Using the formula V=B×h , what is the volume of a rectangular prism with a width of 3 1/4 in., a length of 5 1/8 in., and a height of 7 3/8 in.? Your answer should be a mixed number in simplest form
To find the volume of the rectangular prism, we can use the formula V = B × h, where B is the area of the base and h is the height.
First, we need to find the area of the base. The area of a rectangle is given by the formula A = length × width. The length is 5 1/8 in and the width is 3 1/4 in.

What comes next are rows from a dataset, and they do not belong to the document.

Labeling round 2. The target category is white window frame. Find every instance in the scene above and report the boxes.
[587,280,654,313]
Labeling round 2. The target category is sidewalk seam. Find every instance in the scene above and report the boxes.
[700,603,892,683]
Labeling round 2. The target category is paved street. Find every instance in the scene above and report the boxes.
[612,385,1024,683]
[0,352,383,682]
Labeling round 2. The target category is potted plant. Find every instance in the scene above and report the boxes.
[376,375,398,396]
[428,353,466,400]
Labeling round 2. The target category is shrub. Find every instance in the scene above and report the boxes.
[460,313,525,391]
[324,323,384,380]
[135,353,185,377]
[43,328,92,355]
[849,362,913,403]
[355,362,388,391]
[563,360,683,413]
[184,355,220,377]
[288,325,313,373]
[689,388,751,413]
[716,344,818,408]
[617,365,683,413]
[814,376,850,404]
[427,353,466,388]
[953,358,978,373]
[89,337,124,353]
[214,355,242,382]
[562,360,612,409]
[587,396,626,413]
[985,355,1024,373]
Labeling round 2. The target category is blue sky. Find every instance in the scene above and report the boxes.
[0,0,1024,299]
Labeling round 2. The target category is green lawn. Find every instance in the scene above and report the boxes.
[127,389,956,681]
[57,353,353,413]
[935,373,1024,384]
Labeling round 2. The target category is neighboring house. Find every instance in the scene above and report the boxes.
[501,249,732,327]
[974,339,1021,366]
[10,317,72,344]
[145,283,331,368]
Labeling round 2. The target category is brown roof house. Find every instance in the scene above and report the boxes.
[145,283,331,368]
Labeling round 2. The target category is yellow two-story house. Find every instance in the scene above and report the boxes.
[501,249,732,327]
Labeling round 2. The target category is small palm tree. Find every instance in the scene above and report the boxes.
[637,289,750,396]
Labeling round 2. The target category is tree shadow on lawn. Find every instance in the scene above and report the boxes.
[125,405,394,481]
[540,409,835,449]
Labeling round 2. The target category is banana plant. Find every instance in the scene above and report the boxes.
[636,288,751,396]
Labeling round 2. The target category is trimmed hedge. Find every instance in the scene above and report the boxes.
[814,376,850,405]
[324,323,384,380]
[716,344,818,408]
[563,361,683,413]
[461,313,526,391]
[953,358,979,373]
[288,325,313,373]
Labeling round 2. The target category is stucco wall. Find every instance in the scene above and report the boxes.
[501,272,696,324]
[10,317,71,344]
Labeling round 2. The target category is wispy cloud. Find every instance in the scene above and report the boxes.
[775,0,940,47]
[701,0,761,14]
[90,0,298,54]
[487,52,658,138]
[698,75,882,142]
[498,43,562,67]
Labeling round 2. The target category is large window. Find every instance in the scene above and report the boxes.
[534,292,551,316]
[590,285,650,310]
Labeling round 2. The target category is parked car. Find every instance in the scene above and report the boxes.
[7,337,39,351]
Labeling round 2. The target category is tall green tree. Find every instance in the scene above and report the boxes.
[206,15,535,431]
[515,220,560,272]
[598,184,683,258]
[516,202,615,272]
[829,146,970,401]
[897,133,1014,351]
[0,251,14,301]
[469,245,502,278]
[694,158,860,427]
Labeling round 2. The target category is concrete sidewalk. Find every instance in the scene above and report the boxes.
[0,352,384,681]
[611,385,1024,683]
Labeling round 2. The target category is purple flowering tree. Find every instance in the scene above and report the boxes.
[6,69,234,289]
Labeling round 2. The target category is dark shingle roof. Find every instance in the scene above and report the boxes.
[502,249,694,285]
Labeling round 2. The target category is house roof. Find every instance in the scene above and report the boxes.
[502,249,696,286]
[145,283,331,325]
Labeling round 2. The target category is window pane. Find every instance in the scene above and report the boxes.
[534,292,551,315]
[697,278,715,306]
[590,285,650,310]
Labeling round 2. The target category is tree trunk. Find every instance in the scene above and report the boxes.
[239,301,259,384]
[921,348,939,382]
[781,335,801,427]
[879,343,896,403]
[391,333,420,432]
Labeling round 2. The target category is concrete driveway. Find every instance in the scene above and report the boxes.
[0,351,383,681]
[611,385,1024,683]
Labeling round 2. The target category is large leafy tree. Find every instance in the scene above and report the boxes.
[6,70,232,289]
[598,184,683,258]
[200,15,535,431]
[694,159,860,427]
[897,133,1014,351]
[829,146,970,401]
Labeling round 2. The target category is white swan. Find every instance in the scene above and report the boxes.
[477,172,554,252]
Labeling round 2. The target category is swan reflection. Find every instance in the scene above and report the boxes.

5 1/8 × 3 1/4 = 41/8 × 13/4
= 41/8 × 13/4
= 533/32
= 16 21/32
Now that we have the area of the base as 16 21/32, we can find the volume of the rectangular prism by multiplying the base area with the height:
V = 16 21/32 in² × 7 3/8 in
V = 16 21/32 in² × 59/8 in
V = (16 21/32) × (59/8)
= 1009/32
= 31 17/32
Therefore, the volume of the rectangular prism is 31 17/32 cubic inches.
wrong
Apologies for the mistake. Let's redo the calculation:
Given:
width = 3 1/4 in = 13/4 in
length = 5 1/8 in = 41/8 in
height = 7 3/8 in = 59/8 in
Now, let's find the area of the base:
Area = length × width
Area = (41/8) in × (13/4) in
Area = 533/32 in²
Area = 16 21/32 in²
Now, let's find the volume of the rectangular prism:
Volume = Area × height
Volume = (16 21/32 in²) × (59/8 in)
Volume = (533/32 in²) × (59/8 in)
Volume = 31387/256 in³
Volume = 122 179/256 in³
Therefore, the volume of the rectangular prism is 122 179/256 cubic inches.